Pomagać im ma spółka z ograniczoną odpowiedzialnością - pisze
"Rzeczpospolita" powołując się na dziennik "Die Welt".

02.10.2003 | aktual.: 02.10.2003 06:31

Spółka nosi nazwę Preussiche Treuhand GmbH & Co, i powstała z inicjatywy ziomkostw Ślązaków, Prus Wschodnich i Pomorzan. Przewodniczącym rady nadzorczej spółki jest szef ziomkostwa Ślązaków Rudi Pawelka. Jego zastępcą: Hans Gunther Parplies, zarazem wiceprzewodniczący Związku Wypędzonych (BdV), zrzeszającego 21 ziomkostw. Obaj twierdzą, że to prywatna inicjatywa, która zmierza do zapewnienia równego traktowania Niemców w procesie reprywatyzacji w Polsce.

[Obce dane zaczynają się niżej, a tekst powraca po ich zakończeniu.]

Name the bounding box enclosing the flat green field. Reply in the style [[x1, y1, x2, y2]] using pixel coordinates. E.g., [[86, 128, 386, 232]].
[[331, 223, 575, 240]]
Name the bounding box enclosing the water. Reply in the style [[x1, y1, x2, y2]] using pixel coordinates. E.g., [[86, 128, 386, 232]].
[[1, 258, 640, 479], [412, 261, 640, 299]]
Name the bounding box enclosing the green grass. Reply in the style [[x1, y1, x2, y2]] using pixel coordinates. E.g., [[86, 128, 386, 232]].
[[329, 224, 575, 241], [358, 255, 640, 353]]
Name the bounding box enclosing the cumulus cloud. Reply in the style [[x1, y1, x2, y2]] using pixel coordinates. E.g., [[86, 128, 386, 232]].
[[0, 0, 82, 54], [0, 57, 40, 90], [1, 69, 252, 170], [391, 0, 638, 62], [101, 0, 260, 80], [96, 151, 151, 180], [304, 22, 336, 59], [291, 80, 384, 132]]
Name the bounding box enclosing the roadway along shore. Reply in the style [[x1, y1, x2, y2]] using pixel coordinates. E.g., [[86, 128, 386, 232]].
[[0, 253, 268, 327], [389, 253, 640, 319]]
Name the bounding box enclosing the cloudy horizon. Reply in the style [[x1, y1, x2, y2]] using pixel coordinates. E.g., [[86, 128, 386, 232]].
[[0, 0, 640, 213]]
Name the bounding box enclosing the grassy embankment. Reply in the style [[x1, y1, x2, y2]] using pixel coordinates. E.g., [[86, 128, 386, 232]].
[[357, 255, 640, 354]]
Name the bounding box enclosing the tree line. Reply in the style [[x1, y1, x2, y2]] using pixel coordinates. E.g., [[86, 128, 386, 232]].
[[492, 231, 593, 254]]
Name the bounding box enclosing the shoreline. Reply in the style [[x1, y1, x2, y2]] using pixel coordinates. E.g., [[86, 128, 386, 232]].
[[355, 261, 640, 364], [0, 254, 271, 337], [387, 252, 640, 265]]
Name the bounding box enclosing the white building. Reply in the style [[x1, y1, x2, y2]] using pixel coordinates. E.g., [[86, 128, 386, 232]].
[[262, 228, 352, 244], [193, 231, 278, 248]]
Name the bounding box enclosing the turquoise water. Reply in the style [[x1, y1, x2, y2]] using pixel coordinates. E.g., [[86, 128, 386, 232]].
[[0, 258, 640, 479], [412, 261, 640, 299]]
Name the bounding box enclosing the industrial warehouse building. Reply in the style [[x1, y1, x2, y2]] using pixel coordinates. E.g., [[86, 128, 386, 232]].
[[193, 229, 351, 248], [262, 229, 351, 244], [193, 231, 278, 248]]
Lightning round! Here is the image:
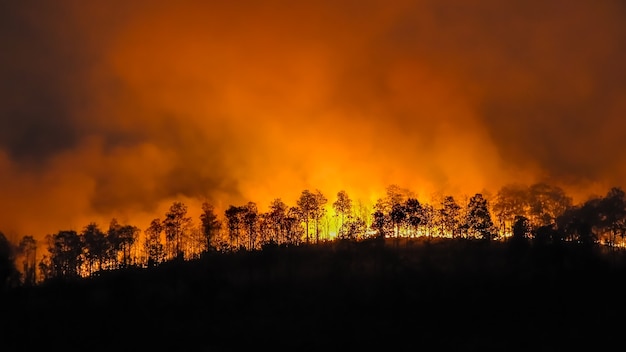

"To punkt wyjścia naszych starań" - powiedział "Rz" Pawelka. Mimo aktywnej działalności obydwu panów w BdV, Związek Wypędzonych twierdzi, że nie ma z całą tą sprawą nic wspólnego. Jego rzecznik Walter Stratmann powiedział dziennikowi "Rz", że instytucja powiernicza jest prywatną i niezależną inicjatywą. "Naszym zdaniem nie ma obecnie podstaw prawnych zgłaszania żądań odszkodowawczych" - twierdzi rzecznik BdV.

"Rz" zauważa, że w oficjalnych dokumentach Związku Wypędzonych BdV znajdują się jednak żądania uwzględnienia niemieckich wypędzonych w procesie zwrotu majątków skonfiskowanych przez władze komunistyczne. (uk)

Źródło artykułu:PAP
Wybrane dla Ciebie
Komentarze (0)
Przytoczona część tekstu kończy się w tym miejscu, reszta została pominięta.